Bacterial secretion systems are essential to translocate proteins to their subcellular destination. The twin-arginine translocation (Tat) pathway is involved in transporting pre-folded proteins across bacterial cytoplasmic membrane into periplasm using ∆pH as energy (Desvaux et al., 2009). The Tat system has been reported to be involved in many bacterial physiological processes (De Buck et al., 2008). In E. tarda, a Tat gene locus was identified and the Tat disrupted mutant was characterized to be associated with H2S production, hemolytic activity, stress response to temperature, NaCl, SDS and ethanol, as well as attenuated virulence toward zebra fish and turbot (Wang et al., 2013). In this study, the genetic structure and pleiotropic roles of the Tat system in the physiological adaptation in the bacterium were further characterized. We also performed comparative proteomics between wild-type E. tarda EIB202 and ∆tatABCD to identify differentially expressed proteins affected by Tat disruption.
Materials and methods
Bacterial strains and culture conditions
Edwardsiella tarda EIB202, ∆tatABCD and tatABCD+ were used in this study (Wang et al., 2013). Additional mutants ΔtatA, ΔtatB, ΔtatC, ΔtatD, ΔtatE, ΔtatAΔtatE and their corresponding complement strains tatA+, tatB+, tatC+, tatD+, tatE+ and tatABCD+ (Supporting Information, Table S1) were constructed following the site-directed mutagenesis procedures using suicide plasmid pDMK (Xiao et al., 2009) and complement plasmid pMMB206 as described previously (Wang et al., 2013). Bacterial strains were grown in Luria–Bertani medium (LB; Oxoid, Basingstoke, UK), tryptic soy broth (TSB; Difco Laboratories, Detroit, MI) or Dulbecco's modified Eagle's medium (DMEM; Gibco BRL, Eggenstein, Germany) at 28 °C.
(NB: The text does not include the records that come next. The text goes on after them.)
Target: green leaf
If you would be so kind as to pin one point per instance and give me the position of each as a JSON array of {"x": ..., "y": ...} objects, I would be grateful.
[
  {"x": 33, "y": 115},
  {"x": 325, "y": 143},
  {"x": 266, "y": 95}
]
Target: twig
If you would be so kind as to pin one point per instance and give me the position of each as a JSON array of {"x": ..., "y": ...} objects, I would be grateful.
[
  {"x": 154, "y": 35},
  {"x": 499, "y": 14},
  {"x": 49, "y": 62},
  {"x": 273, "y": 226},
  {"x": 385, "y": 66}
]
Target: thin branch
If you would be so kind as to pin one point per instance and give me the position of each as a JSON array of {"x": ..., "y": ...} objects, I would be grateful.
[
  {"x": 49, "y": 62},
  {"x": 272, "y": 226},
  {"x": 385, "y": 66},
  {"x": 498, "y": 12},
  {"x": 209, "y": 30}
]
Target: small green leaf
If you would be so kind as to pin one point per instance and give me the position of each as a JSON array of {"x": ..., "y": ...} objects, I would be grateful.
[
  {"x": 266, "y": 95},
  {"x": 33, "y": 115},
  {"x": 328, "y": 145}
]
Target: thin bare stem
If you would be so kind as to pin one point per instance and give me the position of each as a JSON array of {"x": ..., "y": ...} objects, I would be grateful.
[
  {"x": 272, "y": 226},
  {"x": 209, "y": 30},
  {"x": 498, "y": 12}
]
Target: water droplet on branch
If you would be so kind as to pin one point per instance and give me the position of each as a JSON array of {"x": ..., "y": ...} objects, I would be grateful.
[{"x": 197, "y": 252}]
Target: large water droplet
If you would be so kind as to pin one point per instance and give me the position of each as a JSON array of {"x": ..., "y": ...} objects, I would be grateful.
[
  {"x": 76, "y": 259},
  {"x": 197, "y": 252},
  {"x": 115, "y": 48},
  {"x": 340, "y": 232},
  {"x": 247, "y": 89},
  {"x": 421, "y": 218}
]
Co-transcriptional analysis of tat gene cluster
To determine whether the tatABCD genes were transcribed as in one operon, reverse transcribed-PCR (RT-PCR) with primers within tatA and tatB, tatB and tatC, and tatC and tatD (Table S2) were performed to analyze co-transcription of the genes as described previously (Wang et al., 2011). The positive amplification was determined with primer pairs generating targeted products using cDNA as amplification template, but yielded no product using extracted RNA sample as amplification template.
Functional analysis of Tat system using GFP in E. tarda
To verify the role of individual Tat system components, plasmid pUTat-ssTorA::GFP expressing the signal sequence (ss) of trimethylamine N-oxide (TMAO) reductase (TorA) of E. tarda fused to GFP was introduced into EIB202 and Tat mutants according to the protocol described previously (Wang et al., 2013). The subcellular fractions of the constructed strains were extracted and GFP localization was analyzed with Western blotting.
Growth assays, production of H2S, morphology test and mobility assay
The overnight cultured strains were adjusted to the same optical density at 600 nm (OD600 nm), and then serially diluted 10-fold with LB medium. A 5-μL aliquot of each dilution was spotted onto the LB agar plates, and incubated at 28 °C or 42 °C. Production of H2S was examined on deoxycholate hydrogen sulfide lactose agar (DHL, Nissui, Japan). The morphology of strains was detected according to the Gram-stain method using a microscope and Hitachi S-4800 scanning electron microscopy. For the swimming motility assay, the tested strains with the same OD600 nm were spotted on LB agar containing 0.3% agar and cultured at 28 °C for 20 h.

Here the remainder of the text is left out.